Coskata is using the same plasma torch technology to heat biomass materials to over 1,600 degrees Fahrenheit. That temperature is sufficient to convert almost any organic matter into a gas that is an intermediate ingredient in Coskata's process for producing cellulosic ethanol. Coskata's pilot plant will use Westinghouse Marc-3 plasma torches while the commercial scale plant will use larger Marc-11 torches. The pilot plant will be in operation in Q1 2009 with the first commercial plant following in 2011.
[Source: General Motors]
GM Role in Coskata's Cellulosic Ethanol Has Deep Roots
Pilot Plant Gasification Technology Traces to GM Ohio Foundry
MADISON, Pa. – General Motors Corp.'s role in helping Coskata Inc. bring its next-generation cellulosic ethanol to market traces back a quarter of a century to technology developed for a GM iron foundry in northwest Ohio.

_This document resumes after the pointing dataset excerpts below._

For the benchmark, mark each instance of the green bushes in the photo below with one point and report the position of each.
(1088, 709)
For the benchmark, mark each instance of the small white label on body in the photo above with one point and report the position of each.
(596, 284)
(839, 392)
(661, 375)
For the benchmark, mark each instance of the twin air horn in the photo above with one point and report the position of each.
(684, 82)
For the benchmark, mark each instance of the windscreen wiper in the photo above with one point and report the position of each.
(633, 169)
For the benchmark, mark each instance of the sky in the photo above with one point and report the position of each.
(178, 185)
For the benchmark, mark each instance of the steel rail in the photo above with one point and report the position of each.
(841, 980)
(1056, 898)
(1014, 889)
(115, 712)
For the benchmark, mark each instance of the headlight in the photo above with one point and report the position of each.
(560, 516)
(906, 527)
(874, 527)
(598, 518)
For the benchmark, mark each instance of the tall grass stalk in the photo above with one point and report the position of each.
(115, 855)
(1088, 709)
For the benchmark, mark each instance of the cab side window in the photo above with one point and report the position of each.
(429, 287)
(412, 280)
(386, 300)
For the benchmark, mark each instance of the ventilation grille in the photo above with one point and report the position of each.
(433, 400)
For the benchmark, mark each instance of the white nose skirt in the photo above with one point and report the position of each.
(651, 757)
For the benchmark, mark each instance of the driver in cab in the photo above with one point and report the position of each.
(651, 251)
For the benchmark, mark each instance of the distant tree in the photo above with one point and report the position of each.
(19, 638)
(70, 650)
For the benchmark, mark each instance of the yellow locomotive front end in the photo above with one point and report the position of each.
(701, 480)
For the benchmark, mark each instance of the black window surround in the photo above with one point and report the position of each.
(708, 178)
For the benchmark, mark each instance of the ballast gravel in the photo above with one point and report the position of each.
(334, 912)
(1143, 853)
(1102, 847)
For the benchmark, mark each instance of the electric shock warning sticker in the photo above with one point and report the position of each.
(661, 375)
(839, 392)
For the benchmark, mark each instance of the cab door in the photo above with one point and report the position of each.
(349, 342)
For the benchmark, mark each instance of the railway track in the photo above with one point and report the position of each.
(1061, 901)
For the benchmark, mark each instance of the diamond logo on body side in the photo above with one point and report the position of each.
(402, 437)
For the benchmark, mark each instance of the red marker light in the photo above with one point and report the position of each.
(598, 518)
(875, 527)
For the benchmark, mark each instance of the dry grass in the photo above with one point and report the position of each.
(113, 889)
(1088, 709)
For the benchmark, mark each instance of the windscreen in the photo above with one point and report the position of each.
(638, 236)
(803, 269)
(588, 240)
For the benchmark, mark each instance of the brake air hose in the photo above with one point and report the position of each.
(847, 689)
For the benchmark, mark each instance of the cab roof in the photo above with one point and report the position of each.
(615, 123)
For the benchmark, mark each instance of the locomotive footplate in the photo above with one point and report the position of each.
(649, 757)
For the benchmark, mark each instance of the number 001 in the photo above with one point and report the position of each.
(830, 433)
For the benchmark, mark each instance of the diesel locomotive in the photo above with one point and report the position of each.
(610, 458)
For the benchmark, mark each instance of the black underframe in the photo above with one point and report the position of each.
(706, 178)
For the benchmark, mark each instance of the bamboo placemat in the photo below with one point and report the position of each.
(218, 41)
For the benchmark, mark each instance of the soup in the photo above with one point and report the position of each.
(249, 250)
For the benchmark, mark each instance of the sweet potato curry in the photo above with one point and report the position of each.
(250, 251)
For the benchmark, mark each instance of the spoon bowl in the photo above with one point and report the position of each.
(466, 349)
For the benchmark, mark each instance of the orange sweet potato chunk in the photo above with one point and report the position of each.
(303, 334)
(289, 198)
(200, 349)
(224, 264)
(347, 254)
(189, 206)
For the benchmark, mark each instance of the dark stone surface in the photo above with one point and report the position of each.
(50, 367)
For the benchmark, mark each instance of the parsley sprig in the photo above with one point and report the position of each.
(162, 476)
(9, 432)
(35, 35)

Coskata announced Friday that its pilot plant will be located at the Westinghouse Plasma Center in Madison, the current site of a pilot-plant gasifier.
Gasification is the first step in Coskata's process to make ethanol out of practically any renewable source. Plasma torches are used to super heat source material, such as agricultural and municipal solid waste, to 1,600 degrees Fahrenheit, which creates a synthesis gas comprised of carbon dioxide and hydrogen.
The gas is cooled to about 100 degrees Fahrenheit and then is consumed by Coskata's patented microorganisms, which excrete ethanol and some water.
In 1983, the GM Central Foundry Division collaborated with Westinghouse Electric Corp., later known as Westinghouse Plasma Corp., and others to develop a high-volume plasma torch furnace, called a plasma arc cupola, that could more flexibly produce molten iron used to make automotive engine blocks, crankshafts and brake components.
GM's first application of plasma torch technology was in 1989 at its foundry in Defiance, Ohio, where it is still used today.
"Who knew this process would be used more than 20 years later to make cellulosic ethanol?" said Chris Desautels, Defiance Facilities Engineering Manager. "Coskata's process could dramatically change the biofuels landscape in the next five to 10 years and it has some of its roots right here in Defiance."
At its commercial scale plants, Coskata intends to use WPC Marc-11 plasma torches, which have been proven in metallurgical and waste-to-energy commercial applications throughout the world. The Marc-11 torches have more than 500,000 hours of operation in industrial settings, including the GM Defiance foundry.
A smaller version, the Marc-3, will be used in Coskata's Madison facility. A WPC Marc-3 has been used in Japan to gasify municipal solid waste for more than five years.